Monday, October 08, 2012

Students Punished For Knowing More Than Teachers

A number of high school students were suspended for ingesting energy mints on the grounds of their Perkin, Illinois high school.

The thing of it is, the confection is perfectly legal as it consists primarily of caffeine.

Thus, they are technically no worse than popular energy drinks.

But despite learning this, school administrators intend to let the suspensions stand.

The Superintendent insists the suspensions are justified because the students "displayed gross misconduct for taking an unknown product."

The students could have full well know what they were taking.

This is all bureaucratic smokescreen and euphemism that the students are being punished for knowing more than the teachers and for exercising their own judgment apart from certified state authority.

Eventually, this kind of reasoning will be applied to anyone that ingests anything other than the school-provided lunches.

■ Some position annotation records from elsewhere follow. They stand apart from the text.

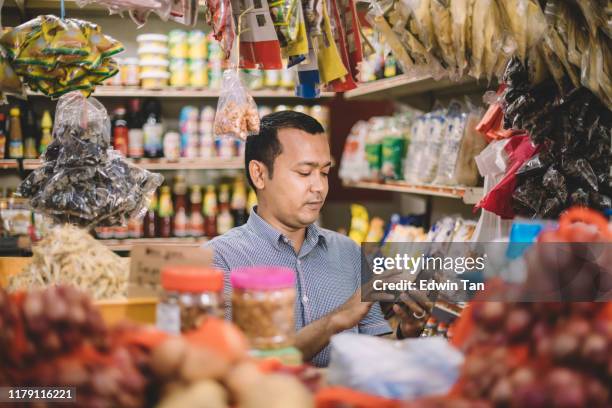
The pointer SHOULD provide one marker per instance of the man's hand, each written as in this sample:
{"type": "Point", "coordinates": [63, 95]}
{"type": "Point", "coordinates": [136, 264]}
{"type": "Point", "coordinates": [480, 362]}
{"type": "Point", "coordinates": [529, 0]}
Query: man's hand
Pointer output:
{"type": "Point", "coordinates": [413, 312]}
{"type": "Point", "coordinates": [350, 313]}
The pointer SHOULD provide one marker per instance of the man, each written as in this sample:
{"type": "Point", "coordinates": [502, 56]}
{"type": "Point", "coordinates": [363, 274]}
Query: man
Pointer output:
{"type": "Point", "coordinates": [288, 164]}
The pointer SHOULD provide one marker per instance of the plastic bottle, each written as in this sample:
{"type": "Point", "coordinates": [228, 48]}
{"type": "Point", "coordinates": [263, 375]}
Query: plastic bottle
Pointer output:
{"type": "Point", "coordinates": [30, 135]}
{"type": "Point", "coordinates": [135, 132]}
{"type": "Point", "coordinates": [196, 220]}
{"type": "Point", "coordinates": [165, 212]}
{"type": "Point", "coordinates": [120, 132]}
{"type": "Point", "coordinates": [153, 130]}
{"type": "Point", "coordinates": [150, 218]}
{"type": "Point", "coordinates": [238, 205]}
{"type": "Point", "coordinates": [209, 208]}
{"type": "Point", "coordinates": [46, 124]}
{"type": "Point", "coordinates": [15, 136]}
{"type": "Point", "coordinates": [225, 221]}
{"type": "Point", "coordinates": [180, 220]}
{"type": "Point", "coordinates": [2, 136]}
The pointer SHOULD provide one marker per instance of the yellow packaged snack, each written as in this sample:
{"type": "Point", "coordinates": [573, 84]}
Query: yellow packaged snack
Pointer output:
{"type": "Point", "coordinates": [328, 57]}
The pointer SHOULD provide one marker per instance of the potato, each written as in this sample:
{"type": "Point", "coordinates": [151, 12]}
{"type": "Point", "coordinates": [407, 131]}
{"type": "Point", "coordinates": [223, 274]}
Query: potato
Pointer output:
{"type": "Point", "coordinates": [168, 356]}
{"type": "Point", "coordinates": [203, 394]}
{"type": "Point", "coordinates": [276, 391]}
{"type": "Point", "coordinates": [202, 364]}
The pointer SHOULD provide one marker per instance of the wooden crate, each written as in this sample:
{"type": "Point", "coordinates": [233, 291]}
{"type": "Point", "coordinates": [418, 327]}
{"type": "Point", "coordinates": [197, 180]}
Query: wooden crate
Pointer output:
{"type": "Point", "coordinates": [140, 310]}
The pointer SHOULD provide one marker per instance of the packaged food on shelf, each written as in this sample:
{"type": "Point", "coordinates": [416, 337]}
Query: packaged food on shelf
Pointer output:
{"type": "Point", "coordinates": [178, 47]}
{"type": "Point", "coordinates": [236, 114]}
{"type": "Point", "coordinates": [262, 305]}
{"type": "Point", "coordinates": [68, 255]}
{"type": "Point", "coordinates": [154, 80]}
{"type": "Point", "coordinates": [190, 295]}
{"type": "Point", "coordinates": [198, 45]}
{"type": "Point", "coordinates": [82, 180]}
{"type": "Point", "coordinates": [130, 72]}
{"type": "Point", "coordinates": [179, 73]}
{"type": "Point", "coordinates": [77, 56]}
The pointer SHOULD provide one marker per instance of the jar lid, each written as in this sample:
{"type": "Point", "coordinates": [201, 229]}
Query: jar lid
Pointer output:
{"type": "Point", "coordinates": [152, 38]}
{"type": "Point", "coordinates": [263, 278]}
{"type": "Point", "coordinates": [191, 279]}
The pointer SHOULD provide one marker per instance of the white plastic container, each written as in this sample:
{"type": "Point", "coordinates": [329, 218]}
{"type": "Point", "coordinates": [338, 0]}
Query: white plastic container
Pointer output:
{"type": "Point", "coordinates": [154, 80]}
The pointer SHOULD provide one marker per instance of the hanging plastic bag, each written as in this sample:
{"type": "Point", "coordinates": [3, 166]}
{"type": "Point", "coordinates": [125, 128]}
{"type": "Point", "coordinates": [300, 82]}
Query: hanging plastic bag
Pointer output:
{"type": "Point", "coordinates": [236, 114]}
{"type": "Point", "coordinates": [82, 180]}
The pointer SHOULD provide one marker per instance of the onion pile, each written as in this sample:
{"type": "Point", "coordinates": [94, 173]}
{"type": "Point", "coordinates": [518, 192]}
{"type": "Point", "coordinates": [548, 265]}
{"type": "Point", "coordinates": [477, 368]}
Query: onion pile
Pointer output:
{"type": "Point", "coordinates": [539, 355]}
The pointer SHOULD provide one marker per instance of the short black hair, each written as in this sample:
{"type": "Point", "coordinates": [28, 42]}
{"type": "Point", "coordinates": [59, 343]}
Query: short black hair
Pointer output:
{"type": "Point", "coordinates": [265, 146]}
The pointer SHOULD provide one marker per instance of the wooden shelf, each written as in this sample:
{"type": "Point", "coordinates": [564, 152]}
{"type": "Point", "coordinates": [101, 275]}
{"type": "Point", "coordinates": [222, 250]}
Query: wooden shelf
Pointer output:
{"type": "Point", "coordinates": [151, 164]}
{"type": "Point", "coordinates": [469, 195]}
{"type": "Point", "coordinates": [103, 91]}
{"type": "Point", "coordinates": [126, 245]}
{"type": "Point", "coordinates": [404, 85]}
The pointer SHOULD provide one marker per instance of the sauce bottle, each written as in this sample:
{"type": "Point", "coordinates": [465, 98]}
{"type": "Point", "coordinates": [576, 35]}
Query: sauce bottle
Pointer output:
{"type": "Point", "coordinates": [165, 212]}
{"type": "Point", "coordinates": [120, 132]}
{"type": "Point", "coordinates": [238, 205]}
{"type": "Point", "coordinates": [31, 134]}
{"type": "Point", "coordinates": [15, 136]}
{"type": "Point", "coordinates": [153, 130]}
{"type": "Point", "coordinates": [225, 221]}
{"type": "Point", "coordinates": [196, 220]}
{"type": "Point", "coordinates": [150, 218]}
{"type": "Point", "coordinates": [2, 136]}
{"type": "Point", "coordinates": [180, 221]}
{"type": "Point", "coordinates": [209, 208]}
{"type": "Point", "coordinates": [135, 133]}
{"type": "Point", "coordinates": [46, 124]}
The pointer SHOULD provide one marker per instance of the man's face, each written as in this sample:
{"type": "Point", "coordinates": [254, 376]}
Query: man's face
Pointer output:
{"type": "Point", "coordinates": [298, 187]}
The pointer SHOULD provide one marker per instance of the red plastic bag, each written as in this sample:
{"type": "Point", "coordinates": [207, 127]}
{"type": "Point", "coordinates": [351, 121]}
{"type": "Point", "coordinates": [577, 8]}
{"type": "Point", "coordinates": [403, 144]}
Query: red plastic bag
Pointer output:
{"type": "Point", "coordinates": [499, 200]}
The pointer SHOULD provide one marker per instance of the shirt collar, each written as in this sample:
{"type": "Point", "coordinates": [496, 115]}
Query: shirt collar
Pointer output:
{"type": "Point", "coordinates": [271, 234]}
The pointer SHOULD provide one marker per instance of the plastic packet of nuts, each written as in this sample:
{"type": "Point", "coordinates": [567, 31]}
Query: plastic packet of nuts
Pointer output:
{"type": "Point", "coordinates": [236, 114]}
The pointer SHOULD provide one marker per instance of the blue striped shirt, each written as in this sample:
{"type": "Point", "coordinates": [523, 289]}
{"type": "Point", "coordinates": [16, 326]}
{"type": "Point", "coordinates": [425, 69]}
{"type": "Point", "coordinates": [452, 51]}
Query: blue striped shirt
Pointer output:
{"type": "Point", "coordinates": [328, 271]}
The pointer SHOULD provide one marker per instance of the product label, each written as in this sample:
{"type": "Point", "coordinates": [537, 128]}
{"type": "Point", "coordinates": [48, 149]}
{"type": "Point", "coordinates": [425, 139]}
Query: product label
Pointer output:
{"type": "Point", "coordinates": [168, 318]}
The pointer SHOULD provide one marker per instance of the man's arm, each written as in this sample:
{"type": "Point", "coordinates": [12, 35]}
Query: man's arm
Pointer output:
{"type": "Point", "coordinates": [314, 337]}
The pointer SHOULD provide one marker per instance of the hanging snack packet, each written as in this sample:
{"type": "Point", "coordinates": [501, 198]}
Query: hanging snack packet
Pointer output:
{"type": "Point", "coordinates": [259, 45]}
{"type": "Point", "coordinates": [236, 114]}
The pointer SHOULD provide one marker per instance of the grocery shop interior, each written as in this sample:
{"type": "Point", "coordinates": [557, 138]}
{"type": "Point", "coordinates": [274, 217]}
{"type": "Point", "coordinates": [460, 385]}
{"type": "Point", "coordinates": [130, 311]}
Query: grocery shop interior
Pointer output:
{"type": "Point", "coordinates": [301, 203]}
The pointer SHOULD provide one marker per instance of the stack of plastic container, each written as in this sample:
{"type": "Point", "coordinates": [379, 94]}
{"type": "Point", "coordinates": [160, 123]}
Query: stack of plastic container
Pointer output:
{"type": "Point", "coordinates": [153, 56]}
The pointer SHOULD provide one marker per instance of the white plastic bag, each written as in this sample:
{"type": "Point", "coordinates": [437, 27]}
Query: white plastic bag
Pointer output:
{"type": "Point", "coordinates": [403, 369]}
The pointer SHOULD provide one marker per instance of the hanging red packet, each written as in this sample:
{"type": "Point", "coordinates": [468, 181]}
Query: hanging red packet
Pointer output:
{"type": "Point", "coordinates": [347, 82]}
{"type": "Point", "coordinates": [353, 39]}
{"type": "Point", "coordinates": [259, 46]}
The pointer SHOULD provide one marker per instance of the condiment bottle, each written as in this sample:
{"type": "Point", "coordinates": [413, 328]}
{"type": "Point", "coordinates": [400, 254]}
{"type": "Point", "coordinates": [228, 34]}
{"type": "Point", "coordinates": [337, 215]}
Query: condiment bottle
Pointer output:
{"type": "Point", "coordinates": [135, 132]}
{"type": "Point", "coordinates": [225, 221]}
{"type": "Point", "coordinates": [190, 295]}
{"type": "Point", "coordinates": [262, 305]}
{"type": "Point", "coordinates": [165, 212]}
{"type": "Point", "coordinates": [150, 218]}
{"type": "Point", "coordinates": [120, 132]}
{"type": "Point", "coordinates": [238, 205]}
{"type": "Point", "coordinates": [30, 136]}
{"type": "Point", "coordinates": [180, 221]}
{"type": "Point", "coordinates": [196, 220]}
{"type": "Point", "coordinates": [15, 136]}
{"type": "Point", "coordinates": [2, 136]}
{"type": "Point", "coordinates": [46, 124]}
{"type": "Point", "coordinates": [209, 208]}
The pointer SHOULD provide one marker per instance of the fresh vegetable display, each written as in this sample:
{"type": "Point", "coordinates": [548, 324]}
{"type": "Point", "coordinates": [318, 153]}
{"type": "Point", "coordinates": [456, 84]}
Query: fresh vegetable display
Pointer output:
{"type": "Point", "coordinates": [56, 56]}
{"type": "Point", "coordinates": [82, 180]}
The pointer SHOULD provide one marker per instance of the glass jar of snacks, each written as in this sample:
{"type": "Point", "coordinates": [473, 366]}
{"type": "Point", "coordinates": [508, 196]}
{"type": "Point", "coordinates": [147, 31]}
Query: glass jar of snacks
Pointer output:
{"type": "Point", "coordinates": [190, 295]}
{"type": "Point", "coordinates": [262, 305]}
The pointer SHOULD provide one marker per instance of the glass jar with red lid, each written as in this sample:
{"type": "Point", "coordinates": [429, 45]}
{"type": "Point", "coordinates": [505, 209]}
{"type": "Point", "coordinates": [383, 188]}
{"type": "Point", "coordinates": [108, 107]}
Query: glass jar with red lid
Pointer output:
{"type": "Point", "coordinates": [263, 301]}
{"type": "Point", "coordinates": [190, 295]}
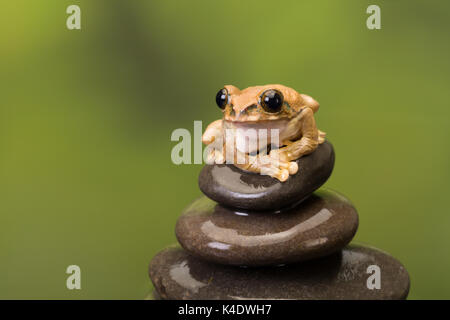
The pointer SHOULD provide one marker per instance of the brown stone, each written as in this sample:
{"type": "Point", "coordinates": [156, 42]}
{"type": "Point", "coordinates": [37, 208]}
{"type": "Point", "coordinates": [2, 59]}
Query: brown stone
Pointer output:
{"type": "Point", "coordinates": [230, 186]}
{"type": "Point", "coordinates": [322, 224]}
{"type": "Point", "coordinates": [343, 275]}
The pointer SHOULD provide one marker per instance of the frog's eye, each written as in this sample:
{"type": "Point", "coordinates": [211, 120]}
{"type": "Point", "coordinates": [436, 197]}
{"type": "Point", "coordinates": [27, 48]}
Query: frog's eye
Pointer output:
{"type": "Point", "coordinates": [222, 98]}
{"type": "Point", "coordinates": [271, 100]}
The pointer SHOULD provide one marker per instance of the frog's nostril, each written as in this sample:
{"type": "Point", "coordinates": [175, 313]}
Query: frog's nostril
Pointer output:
{"type": "Point", "coordinates": [248, 109]}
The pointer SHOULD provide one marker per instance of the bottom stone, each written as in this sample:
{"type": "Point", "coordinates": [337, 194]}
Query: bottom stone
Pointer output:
{"type": "Point", "coordinates": [343, 275]}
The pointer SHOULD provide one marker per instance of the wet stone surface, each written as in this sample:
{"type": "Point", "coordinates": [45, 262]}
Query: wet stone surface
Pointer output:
{"type": "Point", "coordinates": [322, 224]}
{"type": "Point", "coordinates": [233, 187]}
{"type": "Point", "coordinates": [343, 275]}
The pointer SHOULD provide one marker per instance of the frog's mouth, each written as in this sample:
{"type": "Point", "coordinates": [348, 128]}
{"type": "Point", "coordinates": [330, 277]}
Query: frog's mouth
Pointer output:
{"type": "Point", "coordinates": [252, 136]}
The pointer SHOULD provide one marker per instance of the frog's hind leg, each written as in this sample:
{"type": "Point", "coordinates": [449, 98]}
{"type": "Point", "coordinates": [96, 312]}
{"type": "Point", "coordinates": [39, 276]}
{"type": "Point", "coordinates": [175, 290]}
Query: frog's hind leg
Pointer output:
{"type": "Point", "coordinates": [321, 136]}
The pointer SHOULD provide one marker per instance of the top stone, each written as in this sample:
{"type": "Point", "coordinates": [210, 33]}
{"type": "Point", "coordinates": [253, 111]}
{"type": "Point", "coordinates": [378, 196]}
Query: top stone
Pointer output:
{"type": "Point", "coordinates": [230, 186]}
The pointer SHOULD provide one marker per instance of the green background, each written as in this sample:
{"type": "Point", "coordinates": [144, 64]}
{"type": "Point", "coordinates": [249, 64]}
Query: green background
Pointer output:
{"type": "Point", "coordinates": [86, 118]}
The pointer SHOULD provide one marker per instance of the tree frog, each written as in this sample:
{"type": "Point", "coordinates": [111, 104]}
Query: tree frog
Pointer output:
{"type": "Point", "coordinates": [285, 115]}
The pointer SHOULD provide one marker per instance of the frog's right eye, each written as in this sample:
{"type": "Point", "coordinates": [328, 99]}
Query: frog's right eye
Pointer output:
{"type": "Point", "coordinates": [222, 98]}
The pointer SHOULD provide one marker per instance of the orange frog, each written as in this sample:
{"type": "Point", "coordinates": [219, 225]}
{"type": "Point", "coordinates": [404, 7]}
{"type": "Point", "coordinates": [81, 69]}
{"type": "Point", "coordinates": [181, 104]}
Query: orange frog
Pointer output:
{"type": "Point", "coordinates": [285, 115]}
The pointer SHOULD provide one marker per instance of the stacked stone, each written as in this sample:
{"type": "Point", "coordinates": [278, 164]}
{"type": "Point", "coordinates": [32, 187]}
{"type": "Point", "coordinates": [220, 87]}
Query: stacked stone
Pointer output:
{"type": "Point", "coordinates": [253, 237]}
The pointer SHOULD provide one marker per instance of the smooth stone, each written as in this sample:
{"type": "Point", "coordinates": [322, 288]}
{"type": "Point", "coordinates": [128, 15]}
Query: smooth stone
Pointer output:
{"type": "Point", "coordinates": [233, 187]}
{"type": "Point", "coordinates": [178, 275]}
{"type": "Point", "coordinates": [322, 224]}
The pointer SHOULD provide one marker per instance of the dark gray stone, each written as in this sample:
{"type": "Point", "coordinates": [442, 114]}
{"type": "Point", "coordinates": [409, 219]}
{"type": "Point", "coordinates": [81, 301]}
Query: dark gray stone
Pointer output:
{"type": "Point", "coordinates": [343, 275]}
{"type": "Point", "coordinates": [233, 187]}
{"type": "Point", "coordinates": [322, 224]}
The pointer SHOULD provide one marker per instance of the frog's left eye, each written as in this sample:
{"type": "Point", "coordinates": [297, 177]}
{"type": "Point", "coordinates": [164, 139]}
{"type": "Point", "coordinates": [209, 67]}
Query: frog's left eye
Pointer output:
{"type": "Point", "coordinates": [222, 98]}
{"type": "Point", "coordinates": [272, 100]}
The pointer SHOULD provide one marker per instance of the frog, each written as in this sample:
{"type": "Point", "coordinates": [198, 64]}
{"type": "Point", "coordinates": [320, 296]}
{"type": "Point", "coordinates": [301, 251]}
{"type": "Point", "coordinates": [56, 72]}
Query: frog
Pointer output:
{"type": "Point", "coordinates": [286, 115]}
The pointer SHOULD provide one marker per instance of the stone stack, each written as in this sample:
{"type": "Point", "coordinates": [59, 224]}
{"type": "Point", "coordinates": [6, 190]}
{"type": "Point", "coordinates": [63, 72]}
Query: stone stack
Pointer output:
{"type": "Point", "coordinates": [254, 237]}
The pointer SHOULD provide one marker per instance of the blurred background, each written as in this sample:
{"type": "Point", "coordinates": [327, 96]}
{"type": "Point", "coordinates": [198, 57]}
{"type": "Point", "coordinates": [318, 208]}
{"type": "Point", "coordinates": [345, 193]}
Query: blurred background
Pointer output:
{"type": "Point", "coordinates": [86, 117]}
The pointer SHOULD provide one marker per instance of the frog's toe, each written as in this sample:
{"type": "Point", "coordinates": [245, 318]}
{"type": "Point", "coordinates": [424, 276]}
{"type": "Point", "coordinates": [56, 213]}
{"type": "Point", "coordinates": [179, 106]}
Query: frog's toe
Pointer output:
{"type": "Point", "coordinates": [293, 167]}
{"type": "Point", "coordinates": [283, 175]}
{"type": "Point", "coordinates": [220, 159]}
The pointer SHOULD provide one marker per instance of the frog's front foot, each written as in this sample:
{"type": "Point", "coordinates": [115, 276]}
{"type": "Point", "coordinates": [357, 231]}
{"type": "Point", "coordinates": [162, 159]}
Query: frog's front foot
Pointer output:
{"type": "Point", "coordinates": [279, 168]}
{"type": "Point", "coordinates": [215, 156]}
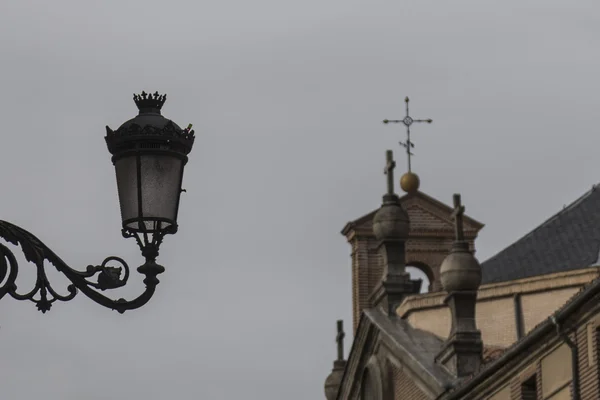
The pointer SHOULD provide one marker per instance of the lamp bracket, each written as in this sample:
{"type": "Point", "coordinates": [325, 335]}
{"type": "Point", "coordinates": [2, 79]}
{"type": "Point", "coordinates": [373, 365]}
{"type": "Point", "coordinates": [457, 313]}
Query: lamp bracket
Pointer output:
{"type": "Point", "coordinates": [108, 277]}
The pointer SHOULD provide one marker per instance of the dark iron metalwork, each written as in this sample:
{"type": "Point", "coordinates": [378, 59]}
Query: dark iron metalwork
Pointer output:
{"type": "Point", "coordinates": [407, 121]}
{"type": "Point", "coordinates": [108, 277]}
{"type": "Point", "coordinates": [148, 134]}
{"type": "Point", "coordinates": [138, 144]}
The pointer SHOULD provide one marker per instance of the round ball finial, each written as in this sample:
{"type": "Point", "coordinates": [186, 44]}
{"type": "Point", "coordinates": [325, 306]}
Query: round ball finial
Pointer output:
{"type": "Point", "coordinates": [409, 182]}
{"type": "Point", "coordinates": [460, 270]}
{"type": "Point", "coordinates": [391, 221]}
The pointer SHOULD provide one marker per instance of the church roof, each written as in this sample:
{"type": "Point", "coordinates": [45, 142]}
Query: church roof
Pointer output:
{"type": "Point", "coordinates": [568, 240]}
{"type": "Point", "coordinates": [520, 348]}
{"type": "Point", "coordinates": [418, 348]}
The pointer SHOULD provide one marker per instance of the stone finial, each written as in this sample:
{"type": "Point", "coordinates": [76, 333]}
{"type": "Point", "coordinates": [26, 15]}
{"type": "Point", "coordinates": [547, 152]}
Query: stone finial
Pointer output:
{"type": "Point", "coordinates": [461, 276]}
{"type": "Point", "coordinates": [390, 221]}
{"type": "Point", "coordinates": [333, 381]}
{"type": "Point", "coordinates": [460, 270]}
{"type": "Point", "coordinates": [391, 229]}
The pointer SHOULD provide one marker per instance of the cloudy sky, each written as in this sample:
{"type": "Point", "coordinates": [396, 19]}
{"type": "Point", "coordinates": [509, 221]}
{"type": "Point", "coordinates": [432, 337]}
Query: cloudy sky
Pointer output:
{"type": "Point", "coordinates": [287, 100]}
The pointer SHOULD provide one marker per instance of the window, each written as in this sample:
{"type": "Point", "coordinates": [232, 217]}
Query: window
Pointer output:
{"type": "Point", "coordinates": [529, 389]}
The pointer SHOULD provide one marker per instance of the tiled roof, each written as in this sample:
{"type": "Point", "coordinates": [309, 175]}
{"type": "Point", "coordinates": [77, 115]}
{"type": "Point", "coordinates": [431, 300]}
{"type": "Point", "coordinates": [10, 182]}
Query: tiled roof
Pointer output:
{"type": "Point", "coordinates": [568, 240]}
{"type": "Point", "coordinates": [519, 347]}
{"type": "Point", "coordinates": [417, 347]}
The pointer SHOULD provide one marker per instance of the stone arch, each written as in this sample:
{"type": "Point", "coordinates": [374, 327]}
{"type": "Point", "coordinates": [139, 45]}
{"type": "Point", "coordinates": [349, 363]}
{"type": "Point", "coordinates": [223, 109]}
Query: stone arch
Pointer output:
{"type": "Point", "coordinates": [425, 269]}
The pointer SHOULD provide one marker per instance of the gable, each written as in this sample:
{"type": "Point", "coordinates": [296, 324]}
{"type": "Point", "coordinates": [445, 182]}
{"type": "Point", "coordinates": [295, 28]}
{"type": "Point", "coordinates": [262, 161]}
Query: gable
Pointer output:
{"type": "Point", "coordinates": [427, 216]}
{"type": "Point", "coordinates": [395, 344]}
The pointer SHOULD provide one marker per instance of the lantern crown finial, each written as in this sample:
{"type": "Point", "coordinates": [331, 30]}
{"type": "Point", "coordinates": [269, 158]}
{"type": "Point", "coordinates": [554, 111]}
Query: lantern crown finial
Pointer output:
{"type": "Point", "coordinates": [149, 102]}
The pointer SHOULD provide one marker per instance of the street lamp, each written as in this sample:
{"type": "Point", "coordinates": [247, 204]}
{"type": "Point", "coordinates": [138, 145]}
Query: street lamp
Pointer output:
{"type": "Point", "coordinates": [149, 153]}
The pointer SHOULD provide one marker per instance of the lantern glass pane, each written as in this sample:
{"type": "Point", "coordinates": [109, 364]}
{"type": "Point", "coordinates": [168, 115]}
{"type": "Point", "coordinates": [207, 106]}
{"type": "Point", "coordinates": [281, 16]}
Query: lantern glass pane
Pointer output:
{"type": "Point", "coordinates": [161, 187]}
{"type": "Point", "coordinates": [126, 170]}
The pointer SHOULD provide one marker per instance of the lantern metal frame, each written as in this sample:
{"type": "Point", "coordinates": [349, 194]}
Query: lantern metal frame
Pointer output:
{"type": "Point", "coordinates": [164, 138]}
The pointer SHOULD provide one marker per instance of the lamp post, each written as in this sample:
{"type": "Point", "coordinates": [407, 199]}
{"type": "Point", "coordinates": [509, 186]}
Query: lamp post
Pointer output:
{"type": "Point", "coordinates": [149, 153]}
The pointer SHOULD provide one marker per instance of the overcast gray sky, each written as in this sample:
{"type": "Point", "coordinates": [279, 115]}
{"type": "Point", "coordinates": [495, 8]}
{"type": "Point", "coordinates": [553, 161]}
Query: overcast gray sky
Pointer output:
{"type": "Point", "coordinates": [287, 100]}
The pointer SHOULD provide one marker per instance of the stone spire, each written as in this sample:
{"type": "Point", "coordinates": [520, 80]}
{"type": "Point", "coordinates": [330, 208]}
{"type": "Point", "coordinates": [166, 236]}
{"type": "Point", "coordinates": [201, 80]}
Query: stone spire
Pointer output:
{"type": "Point", "coordinates": [461, 277]}
{"type": "Point", "coordinates": [391, 227]}
{"type": "Point", "coordinates": [333, 381]}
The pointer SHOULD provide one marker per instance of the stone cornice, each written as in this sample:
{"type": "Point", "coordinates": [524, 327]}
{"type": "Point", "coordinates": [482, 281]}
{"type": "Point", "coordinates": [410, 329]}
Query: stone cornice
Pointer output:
{"type": "Point", "coordinates": [559, 280]}
{"type": "Point", "coordinates": [356, 357]}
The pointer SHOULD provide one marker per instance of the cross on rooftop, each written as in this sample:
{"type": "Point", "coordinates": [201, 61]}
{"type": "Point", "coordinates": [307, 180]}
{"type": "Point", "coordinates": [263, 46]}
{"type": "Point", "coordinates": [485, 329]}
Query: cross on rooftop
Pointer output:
{"type": "Point", "coordinates": [407, 121]}
{"type": "Point", "coordinates": [340, 340]}
{"type": "Point", "coordinates": [457, 216]}
{"type": "Point", "coordinates": [389, 170]}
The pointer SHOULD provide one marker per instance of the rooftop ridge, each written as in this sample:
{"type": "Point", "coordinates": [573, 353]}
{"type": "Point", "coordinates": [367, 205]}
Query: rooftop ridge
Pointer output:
{"type": "Point", "coordinates": [552, 218]}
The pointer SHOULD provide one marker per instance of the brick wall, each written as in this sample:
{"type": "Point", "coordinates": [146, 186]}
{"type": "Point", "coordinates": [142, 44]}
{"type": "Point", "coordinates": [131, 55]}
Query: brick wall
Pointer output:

After all, how can teachers be absolutely certain those brownies brought from home don't contain a little flavor enhancing "greenery"?

by Frederick Meekins

The West Coast Avengers #19 : The Times of Their Lives

Will Epigentics Unleash A Potential Apocaylpse?

sharonkgilbert.com

JCPenny Vows To Decimate The Human Menace Among Its Ranks

bizjournals.com

Flim-Flam: Psychics, ESP, Unicorns, and Other Delusions

In a Marvel Comics universe so politically correct that in many versions of the character Nick Fury has been switched from White to Black, was Hawkeye's comment about the SHIELD director's one good eye on an episode of The Avengers relevant? Are snide remarks made about Professor X being in a wheel chair?

Halloween Tract

Mouse Powered Carriage

Source: art.com via Frederick on Pinterest

All Halloween Witch on a Broom by Full Moon Scene

Source: art.com via Frederick on Pinterest

Wednesday, October 03, 2012

An MSNBC propagandists insists that Elizabeth Warren stretching the truth about being an American India should be overlooked. For who are we to criticize how individuals decide to categorize themselves. If so, what is to stop White folks from claiming they are actually Black in order to get their hands in the racial set-asides cookie jar?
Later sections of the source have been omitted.